A CSJAM é um colegiado criado pela AGU e tem como norte identificar situações de incerteza jurídica e propor soluções que incentivem os investimentos no país - pelo menos "no papel". Além de seu conselho Pleno, há dois comitês temáticos específicos, um para assuntos tributários e outro para aspectos regulatórios. A CSJAM conta com representantes da própria AGU e outros órgãos públicos, além de entidades da sociedade civil, dos segmentos empresariais e dos trabalhadores.
De acordo com a Portaria de instauração, uma das principais atribuições da Câmara é acabar com a burocracia excessiva no ambiente de negócios. É possível traduzir isso do que está disposto em seu art. 3º, principalmente quando indica a necessidade de articulação entre órgãos e entidades da administração para resolução de entraves ao desenvolvimento de negócios e ao empreendedorismo, justamente para aperfeiçoar o arcabouço institucional no ambiente de negócios.
Segundo estudo apontado pelo TCU1 ainda em 2018, e, evidentemente, não é nenhum segredo, o Brasil é um verdadeiro campeão de burocracia. Nesse mesmo raciocínio, o Banco Mundial realizou um estudo em 2021, o Doing Business Subnacional Brasil, a pedido da Secretaria-Geral da Presidência da República do Brasil, com o patrocínio da Confederação Nacional de Bens, Comércio e Turismo - CNC, da Federação Brasileira de Bancos - Febraban e do Serviço Brasileiro de Apoio às Micro e Pequenas Empresas - Sebrae.
E qual foi sua conclusão? A burocracia trava avanço de negócios no Brasil...

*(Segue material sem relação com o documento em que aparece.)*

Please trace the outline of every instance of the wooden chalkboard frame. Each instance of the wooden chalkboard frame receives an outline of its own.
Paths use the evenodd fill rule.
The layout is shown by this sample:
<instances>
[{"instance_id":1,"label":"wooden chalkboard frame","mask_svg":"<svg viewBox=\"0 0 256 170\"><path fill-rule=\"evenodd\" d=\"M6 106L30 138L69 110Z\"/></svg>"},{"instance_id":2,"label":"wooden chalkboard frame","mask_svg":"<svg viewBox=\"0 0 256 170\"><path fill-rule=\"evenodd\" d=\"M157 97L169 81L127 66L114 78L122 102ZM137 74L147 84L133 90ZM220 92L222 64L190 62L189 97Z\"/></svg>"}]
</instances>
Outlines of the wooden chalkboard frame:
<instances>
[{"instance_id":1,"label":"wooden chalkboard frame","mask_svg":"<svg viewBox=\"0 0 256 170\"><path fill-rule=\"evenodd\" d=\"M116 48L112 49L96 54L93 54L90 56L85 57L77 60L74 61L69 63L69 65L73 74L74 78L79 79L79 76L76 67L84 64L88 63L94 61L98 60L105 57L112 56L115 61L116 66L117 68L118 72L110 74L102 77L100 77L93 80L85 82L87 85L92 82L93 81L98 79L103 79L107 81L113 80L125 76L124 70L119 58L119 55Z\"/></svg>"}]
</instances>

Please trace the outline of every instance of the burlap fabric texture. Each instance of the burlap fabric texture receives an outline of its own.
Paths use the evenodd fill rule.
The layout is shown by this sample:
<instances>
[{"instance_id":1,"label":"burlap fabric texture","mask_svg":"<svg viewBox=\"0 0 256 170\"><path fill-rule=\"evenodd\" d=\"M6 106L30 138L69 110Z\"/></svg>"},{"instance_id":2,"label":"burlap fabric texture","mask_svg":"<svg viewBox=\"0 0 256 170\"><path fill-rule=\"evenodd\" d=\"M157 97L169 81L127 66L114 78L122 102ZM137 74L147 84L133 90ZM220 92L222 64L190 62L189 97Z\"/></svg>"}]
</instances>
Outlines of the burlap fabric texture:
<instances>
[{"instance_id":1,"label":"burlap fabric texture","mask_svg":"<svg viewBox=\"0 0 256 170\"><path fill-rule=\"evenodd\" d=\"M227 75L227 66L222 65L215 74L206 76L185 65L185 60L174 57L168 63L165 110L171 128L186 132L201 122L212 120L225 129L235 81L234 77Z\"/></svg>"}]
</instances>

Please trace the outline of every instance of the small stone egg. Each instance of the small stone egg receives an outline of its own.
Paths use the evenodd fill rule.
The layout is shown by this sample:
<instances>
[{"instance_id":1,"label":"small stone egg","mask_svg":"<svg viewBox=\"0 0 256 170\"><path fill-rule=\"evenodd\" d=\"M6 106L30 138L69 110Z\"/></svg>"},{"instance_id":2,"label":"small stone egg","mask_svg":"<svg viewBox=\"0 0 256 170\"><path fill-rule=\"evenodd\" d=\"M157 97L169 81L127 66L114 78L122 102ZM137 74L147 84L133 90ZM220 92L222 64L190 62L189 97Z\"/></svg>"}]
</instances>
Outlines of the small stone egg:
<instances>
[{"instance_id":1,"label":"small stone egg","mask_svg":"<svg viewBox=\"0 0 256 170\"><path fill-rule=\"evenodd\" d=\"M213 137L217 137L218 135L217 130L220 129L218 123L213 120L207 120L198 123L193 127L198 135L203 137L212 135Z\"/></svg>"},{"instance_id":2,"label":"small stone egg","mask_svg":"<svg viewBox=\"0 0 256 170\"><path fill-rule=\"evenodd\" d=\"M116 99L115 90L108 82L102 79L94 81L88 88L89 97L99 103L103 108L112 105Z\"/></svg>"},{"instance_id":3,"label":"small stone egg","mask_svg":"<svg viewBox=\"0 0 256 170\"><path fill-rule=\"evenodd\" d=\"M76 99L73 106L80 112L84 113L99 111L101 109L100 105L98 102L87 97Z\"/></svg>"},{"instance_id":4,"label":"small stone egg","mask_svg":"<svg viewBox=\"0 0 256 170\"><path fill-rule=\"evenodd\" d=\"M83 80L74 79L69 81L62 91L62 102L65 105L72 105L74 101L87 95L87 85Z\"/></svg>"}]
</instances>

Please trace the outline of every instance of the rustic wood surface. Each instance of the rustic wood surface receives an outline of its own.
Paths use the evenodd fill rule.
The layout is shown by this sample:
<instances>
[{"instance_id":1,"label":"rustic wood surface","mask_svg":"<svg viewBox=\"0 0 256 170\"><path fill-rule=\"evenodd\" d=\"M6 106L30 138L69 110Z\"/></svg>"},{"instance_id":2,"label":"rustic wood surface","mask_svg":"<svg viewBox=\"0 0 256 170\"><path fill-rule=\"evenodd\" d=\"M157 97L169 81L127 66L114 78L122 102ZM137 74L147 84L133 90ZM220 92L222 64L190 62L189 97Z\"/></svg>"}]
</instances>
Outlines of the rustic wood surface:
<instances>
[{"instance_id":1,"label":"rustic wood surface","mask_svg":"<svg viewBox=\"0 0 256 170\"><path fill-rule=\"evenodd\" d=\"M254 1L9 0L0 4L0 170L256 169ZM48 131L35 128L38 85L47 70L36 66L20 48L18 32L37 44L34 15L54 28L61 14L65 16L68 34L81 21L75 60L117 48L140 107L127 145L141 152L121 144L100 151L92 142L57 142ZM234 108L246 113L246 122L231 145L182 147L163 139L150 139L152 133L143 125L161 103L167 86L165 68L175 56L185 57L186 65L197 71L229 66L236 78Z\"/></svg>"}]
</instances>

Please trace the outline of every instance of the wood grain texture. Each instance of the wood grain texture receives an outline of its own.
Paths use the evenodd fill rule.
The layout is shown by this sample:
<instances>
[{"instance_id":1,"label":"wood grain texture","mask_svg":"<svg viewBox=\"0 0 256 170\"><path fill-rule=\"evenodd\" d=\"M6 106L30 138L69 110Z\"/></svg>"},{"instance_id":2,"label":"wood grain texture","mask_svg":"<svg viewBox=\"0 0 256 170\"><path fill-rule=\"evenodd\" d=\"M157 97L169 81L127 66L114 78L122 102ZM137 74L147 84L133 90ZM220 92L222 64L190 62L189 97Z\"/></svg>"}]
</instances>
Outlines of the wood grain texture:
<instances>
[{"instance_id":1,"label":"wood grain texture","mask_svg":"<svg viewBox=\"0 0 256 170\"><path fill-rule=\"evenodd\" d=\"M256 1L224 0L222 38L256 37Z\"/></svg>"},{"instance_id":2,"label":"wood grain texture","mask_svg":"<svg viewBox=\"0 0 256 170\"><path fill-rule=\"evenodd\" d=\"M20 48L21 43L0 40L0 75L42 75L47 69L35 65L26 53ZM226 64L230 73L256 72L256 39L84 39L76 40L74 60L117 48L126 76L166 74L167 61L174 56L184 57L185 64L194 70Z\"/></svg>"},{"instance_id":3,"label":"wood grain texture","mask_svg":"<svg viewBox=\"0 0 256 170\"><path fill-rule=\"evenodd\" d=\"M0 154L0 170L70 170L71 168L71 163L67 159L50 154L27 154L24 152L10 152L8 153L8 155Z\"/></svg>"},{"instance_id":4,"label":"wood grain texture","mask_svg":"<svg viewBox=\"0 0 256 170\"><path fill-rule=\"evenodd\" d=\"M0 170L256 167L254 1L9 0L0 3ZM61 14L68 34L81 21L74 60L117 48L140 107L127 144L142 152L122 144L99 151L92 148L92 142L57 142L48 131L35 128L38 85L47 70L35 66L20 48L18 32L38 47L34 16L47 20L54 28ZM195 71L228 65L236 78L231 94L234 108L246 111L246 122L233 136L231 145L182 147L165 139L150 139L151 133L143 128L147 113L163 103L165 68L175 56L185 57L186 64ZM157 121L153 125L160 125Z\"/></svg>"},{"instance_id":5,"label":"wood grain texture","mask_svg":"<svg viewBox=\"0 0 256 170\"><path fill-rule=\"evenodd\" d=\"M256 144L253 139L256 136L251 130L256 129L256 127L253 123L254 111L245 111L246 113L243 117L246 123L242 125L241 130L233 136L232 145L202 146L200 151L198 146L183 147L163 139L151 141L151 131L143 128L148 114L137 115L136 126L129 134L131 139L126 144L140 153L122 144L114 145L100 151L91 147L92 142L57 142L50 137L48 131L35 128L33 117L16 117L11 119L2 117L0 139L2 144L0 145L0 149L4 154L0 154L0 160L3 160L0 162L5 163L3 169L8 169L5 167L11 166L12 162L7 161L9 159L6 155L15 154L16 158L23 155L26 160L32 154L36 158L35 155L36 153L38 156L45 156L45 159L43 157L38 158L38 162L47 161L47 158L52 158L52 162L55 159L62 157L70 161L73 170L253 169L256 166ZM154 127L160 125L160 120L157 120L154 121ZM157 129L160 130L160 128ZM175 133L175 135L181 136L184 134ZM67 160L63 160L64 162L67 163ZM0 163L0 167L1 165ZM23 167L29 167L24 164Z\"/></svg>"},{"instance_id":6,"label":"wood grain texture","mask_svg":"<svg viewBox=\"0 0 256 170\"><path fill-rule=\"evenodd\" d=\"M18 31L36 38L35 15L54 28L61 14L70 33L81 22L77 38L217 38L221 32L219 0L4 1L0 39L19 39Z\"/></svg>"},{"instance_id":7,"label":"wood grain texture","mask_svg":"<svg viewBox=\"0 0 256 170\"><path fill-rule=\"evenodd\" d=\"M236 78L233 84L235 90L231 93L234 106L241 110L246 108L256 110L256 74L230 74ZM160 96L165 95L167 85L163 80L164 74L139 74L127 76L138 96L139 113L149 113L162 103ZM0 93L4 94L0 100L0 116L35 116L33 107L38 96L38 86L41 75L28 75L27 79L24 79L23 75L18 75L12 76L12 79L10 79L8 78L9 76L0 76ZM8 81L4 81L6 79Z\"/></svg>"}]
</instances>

Para o programa realizado pelo TCU, foi revelado 7 em cada 10 pessoas acreditam que a burocracia faz o governo gastar mais que o necessário, de acordo com o Ibope. Esses gastos além do necessário acabam por resultar em estímulo à corrupção, ao passo que gera desestímulo à criação de negócios, sendo considerado um dos principais entraves ao crescimento econômico do País.
Em sua obra Economia e Sociedade, Max Weber assim definiu a burocracia:
A forma mais racional de exercício de dominação, porque nela se alcança tecnicamente o máximo de rendimento em virtude de precisão, continuidade, disciplina, rigor, confiabilidade, intensidade, extensibilidade dos serviços e aplicabilidade formalmente universal a todas as espécies de tarefas.
Contudo, a burocracia hoje, principalmente essa ainda "praticada" no Brasil, é vista como uma verdadeira barreira ao desenvolvimento e ao empreendedorismo.
Ano após ano e o Brasil ainda ocupa as últimas posições no Ranking Mundial de competitividade, conforme relatório produzido pelo International Institute for Managemente Development - IMD. De acordo com o último relatório, de 2023, o Brasil ocupa a 60ª posição, de 64 países analisados. Atrás do Brasil, apenas África do Sul, Mongólia, Argentina e Venezuela...
Essa pesquisa tem como principal função avaliar a eficiência nos negócios, o desempenho econômico, a infraestrutura e a eficiência do governo. E continuamos nas últimas posições...
Diante do resultado - que não muda ao passar dos anos - fica evidente que o Brasil precisa de muito mais do que uma Câmara de PROMOÇÃO da Segurança Jurídica. É necessário estabelecer um ambiente propício para o desenvolvimento e para o empreendedorismo.
Entre os achados da pesquisa do IMD, apontam-se como principais desafios a serem superados pelo país:
- a implementação de uma reforma tributária com capacidade de melhorar a competitividade;
- garantir uma nova âncora fiscal que equilibre a responsabilidade com as contas públicas e os desafios sociais;
- encorajar e atrair investimentos sustentáveis aliados a uma política ambiental;
- garantir acesso à educação pública de qualidade;
- reverter a estagnação da produção e estimular novos investimentos para promover a geração de empregos.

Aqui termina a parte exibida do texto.